On Tue, 2009-07-07 at 11:16 -0400, Tom Lane wrote:
> Simon Riggs <simon@2ndQuadrant.com> writes:
> > I would like to see
> > GRANT ... ON ALL OBJECTS ...
>
> This seems inherently broken, since different types of objects
> will have different grantable privileges.
>
> > (I'm sure we can do something intelligent with privileges that don't
> > apply to all object types rather than just fail. e.g.

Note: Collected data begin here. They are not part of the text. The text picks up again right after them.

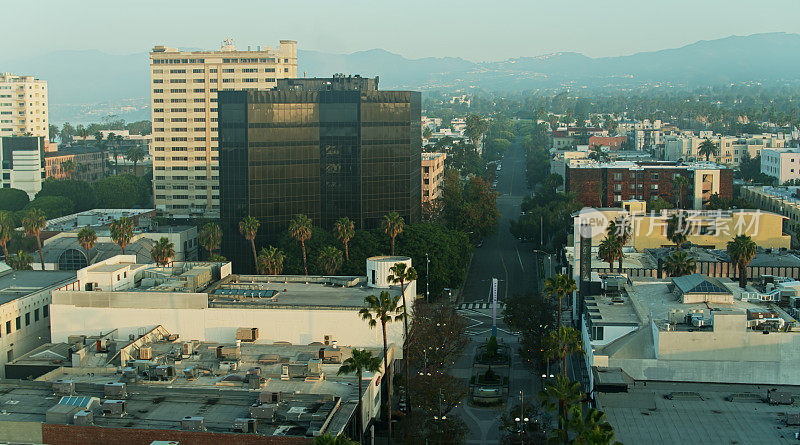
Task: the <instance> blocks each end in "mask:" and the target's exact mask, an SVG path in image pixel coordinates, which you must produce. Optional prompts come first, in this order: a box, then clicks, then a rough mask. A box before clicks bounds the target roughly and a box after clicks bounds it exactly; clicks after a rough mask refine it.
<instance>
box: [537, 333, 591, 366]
mask: <svg viewBox="0 0 800 445" xmlns="http://www.w3.org/2000/svg"><path fill="white" fill-rule="evenodd" d="M546 342H547V350H546V351H545V353H546V354H545V355H547V356H549V357H550V358H553V359H558V360H561V362H562V363H561V364H562V372H563V374H564V377H566V376H567V357H569V356H570V355H572V354H574V353H576V352H583V339H582V338H581V333H580V332H579V331H578V330H576V329H575V328H572V327H569V326H559V328H558V329H556V330H555V331H550V334H549V337H548V338H547V339H546Z"/></svg>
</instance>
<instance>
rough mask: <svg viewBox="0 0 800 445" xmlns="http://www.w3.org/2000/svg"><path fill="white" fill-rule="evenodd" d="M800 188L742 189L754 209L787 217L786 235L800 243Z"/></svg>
mask: <svg viewBox="0 0 800 445" xmlns="http://www.w3.org/2000/svg"><path fill="white" fill-rule="evenodd" d="M798 190H800V187H797V186H792V187H770V186H749V187H747V186H746V187H742V189H741V197H742V198H743V199H745V200H746V201H747V202H749V203H750V204H751V205H752V206H753V207H754V208H759V209H764V210H767V211H770V212H775V213H777V214H779V215H783V216H785V217H786V219H787V221H786V228H785V229H786V233H788V234H791V235H792V236H793V239H794V241H795V244H797V242H798V233H800V199H798V197H797V196H798V195H797V194H798Z"/></svg>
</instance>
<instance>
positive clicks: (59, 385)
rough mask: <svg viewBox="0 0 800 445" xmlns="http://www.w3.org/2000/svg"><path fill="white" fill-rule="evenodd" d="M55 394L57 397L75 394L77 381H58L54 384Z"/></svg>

UPDATE privilege
> > should be same as USAGE on a sequence.)
>
> Anything you do in that line will be an ugly kluge, and will tend to
> encourage insecure over-granting of privileges (ie GRANT ALL ON ALL
> OBJECTS ... what's the point of using permissions at all then?)
My perspective would be that privilege systems that are too complex fall
into disuse, leading to less security, not more.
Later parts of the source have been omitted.